Ever since the first retail stores opened in the 1800’s, the retail environment has been transforming to increase efficiency, security, and accuracy of transactions. Each new wave of transformation is marked by either a new technology or a shift in shopper decisions. For example, the invention of cash registers allowed daily profits to be measured and therefore spread like wildfire across the retail market. The barcode gave the ability to track inventory automatically with each transaction. Cash register receipt printers provided clear evidence of a sale; barcodes streamlined itemizing while providing easier management of inventory.
In parallel with technological advances, consumers have forced transformation by adopting new technology themselves. Consumers adopted credit cards, forcing retailers to accept them. Consumers also started taking the risk of buying items online sight unseen, forcing retailers to create an ecommerce site or increase the availability within the stores. When consumers drive transformation, retailers are often caught off guard. And when retailers drive transformation, consumers may be hesitant to adopt aspects of the store that they see changing.
No matter where change starts, it always leads to the creation of new customer journeys. New journeys equate to more choice on the type of experience a consumer has, which in parallel results in shorter lines on the original journeys. For example, self-checkout machines were meant to reduce the cost of labor per transaction. Even though some customers were hesitant to adopt the idea of self-checkout, they benefitted greatly as they realized that the lines for assisted checkout were reduced. The same occurred for mobile shopping and buying online. Every transformation starts with a new technology and ends with a new customer experience. The real question is, which technology will start the transformation, and what does the new journey look like? Your ability to stay ahead of the next decade of transformation will depend on your ability to try new technologies and gather data on how your shoppers react.
Checkout is part technology and part psychology. When do you invest in the infrastructure to support new technology in your store? Is one lane enough data? How about one store? What if shopper demographics vary among stores? Across how many demographics should you test before knowing a new technology is worth investing into?
The problem with adoption is when you treat new technology as “all-in”, you end up making a gamble that the technology will help your business. The way to de-risk adoption is by focusing on the experience of the shopper and introducing change incrementally. First, the change should add a small benefit to your customers. When your customers begin to adopt that benefit, you make an incremental change to lean further on the technology. This also creates the perception that the change is driven by consumer choice.

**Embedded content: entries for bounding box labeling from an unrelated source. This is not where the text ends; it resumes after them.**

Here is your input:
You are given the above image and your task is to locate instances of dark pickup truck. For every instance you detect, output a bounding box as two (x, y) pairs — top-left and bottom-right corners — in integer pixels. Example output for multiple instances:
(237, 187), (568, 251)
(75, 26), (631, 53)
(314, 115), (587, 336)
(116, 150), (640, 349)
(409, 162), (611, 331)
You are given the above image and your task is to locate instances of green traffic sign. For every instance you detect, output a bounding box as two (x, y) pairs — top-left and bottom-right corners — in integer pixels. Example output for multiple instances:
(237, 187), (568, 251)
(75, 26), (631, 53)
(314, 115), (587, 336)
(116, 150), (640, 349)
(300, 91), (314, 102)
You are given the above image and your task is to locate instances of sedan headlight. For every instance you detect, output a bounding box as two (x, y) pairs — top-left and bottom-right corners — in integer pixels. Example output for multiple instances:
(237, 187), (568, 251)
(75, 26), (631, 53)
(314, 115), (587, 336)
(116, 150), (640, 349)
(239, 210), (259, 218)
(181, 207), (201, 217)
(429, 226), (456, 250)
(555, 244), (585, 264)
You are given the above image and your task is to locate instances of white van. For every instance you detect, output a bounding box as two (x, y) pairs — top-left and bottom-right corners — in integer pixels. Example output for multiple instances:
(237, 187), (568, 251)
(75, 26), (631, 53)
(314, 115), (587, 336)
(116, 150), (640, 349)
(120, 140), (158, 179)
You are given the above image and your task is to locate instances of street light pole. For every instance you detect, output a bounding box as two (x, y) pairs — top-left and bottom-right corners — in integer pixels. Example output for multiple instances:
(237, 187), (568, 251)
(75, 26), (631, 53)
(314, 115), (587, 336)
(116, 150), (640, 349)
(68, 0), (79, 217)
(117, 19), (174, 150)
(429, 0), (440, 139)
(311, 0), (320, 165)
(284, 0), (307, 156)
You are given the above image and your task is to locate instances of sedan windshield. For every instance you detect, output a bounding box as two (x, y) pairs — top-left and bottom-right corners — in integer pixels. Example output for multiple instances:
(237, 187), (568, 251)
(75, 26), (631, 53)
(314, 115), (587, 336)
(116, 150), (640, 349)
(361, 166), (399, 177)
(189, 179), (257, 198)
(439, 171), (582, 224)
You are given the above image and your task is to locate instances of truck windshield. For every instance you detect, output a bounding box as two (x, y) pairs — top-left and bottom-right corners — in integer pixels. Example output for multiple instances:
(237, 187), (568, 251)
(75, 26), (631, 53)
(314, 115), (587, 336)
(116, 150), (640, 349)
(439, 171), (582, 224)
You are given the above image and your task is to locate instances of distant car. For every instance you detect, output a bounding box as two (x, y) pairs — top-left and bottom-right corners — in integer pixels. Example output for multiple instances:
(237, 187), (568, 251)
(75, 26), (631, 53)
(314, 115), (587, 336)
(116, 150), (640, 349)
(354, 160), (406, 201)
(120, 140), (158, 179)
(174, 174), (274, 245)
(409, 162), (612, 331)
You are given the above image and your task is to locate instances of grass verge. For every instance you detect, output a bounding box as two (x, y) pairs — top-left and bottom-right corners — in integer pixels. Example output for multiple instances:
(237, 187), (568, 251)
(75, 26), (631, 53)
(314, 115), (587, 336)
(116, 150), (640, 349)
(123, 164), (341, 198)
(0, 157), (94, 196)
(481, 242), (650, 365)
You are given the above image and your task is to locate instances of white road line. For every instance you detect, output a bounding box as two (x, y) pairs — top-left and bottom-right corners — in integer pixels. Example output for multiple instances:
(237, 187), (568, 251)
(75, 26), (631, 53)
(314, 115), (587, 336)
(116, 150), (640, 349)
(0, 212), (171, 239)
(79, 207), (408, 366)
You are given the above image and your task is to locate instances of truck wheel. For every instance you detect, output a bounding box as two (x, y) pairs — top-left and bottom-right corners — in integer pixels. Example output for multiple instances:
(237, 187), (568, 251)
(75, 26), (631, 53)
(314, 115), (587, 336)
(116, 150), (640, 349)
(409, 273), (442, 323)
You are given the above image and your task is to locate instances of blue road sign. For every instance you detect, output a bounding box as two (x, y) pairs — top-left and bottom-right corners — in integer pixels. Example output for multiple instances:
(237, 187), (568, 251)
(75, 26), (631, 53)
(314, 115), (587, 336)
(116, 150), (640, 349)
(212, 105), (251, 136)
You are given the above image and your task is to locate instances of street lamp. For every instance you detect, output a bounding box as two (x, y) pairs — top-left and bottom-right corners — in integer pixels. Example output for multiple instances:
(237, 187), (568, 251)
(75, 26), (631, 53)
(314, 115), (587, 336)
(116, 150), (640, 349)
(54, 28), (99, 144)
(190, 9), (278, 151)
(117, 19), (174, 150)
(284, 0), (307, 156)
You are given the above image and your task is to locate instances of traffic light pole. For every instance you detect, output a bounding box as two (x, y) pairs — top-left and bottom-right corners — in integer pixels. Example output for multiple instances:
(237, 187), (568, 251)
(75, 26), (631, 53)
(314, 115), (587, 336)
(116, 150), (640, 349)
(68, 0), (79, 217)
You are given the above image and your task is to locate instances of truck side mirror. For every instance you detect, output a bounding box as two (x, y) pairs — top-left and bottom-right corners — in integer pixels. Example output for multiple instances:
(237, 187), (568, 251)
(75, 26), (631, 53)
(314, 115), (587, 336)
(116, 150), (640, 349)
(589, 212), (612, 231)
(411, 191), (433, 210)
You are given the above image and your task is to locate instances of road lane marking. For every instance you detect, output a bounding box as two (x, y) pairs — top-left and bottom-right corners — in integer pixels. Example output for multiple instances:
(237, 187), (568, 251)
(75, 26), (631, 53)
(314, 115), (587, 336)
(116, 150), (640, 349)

The writing is on the wall
Buying online is simple, shopping online can be tedious. The level at which store traffic normalizes depends on the number of items that can’t be found online, and the experience a store provides. As websites expand the ease of buying more items like produce and other foods, experience becomes the last piece of control for driving store traffic. This can be seen in stores such as Cabela’s, Bass Pro Shop or Scheels, where the sights and sounds alone make you want to come back and window shop. You as a retailer are not only in the merchandising business, but also in the service business. Just like a museum with a gift shop, you want to lead with how your customer will feel and convince them to purchase items while inside your store.
Changes on the horizon
The next wave of store transformation is being driven by the introduction of computer vision technology. This is driving customer journeys that are “automatic” by handling the itemization, payment, and item tracking. The market sees this as a positive, as no scanning is necessary, yet the technology requires a lot of infrastructure and customer information to support. These requirements increase the risk of adoption. At the same time, coming off the pandemic, your customers are demanding a better experience in stores.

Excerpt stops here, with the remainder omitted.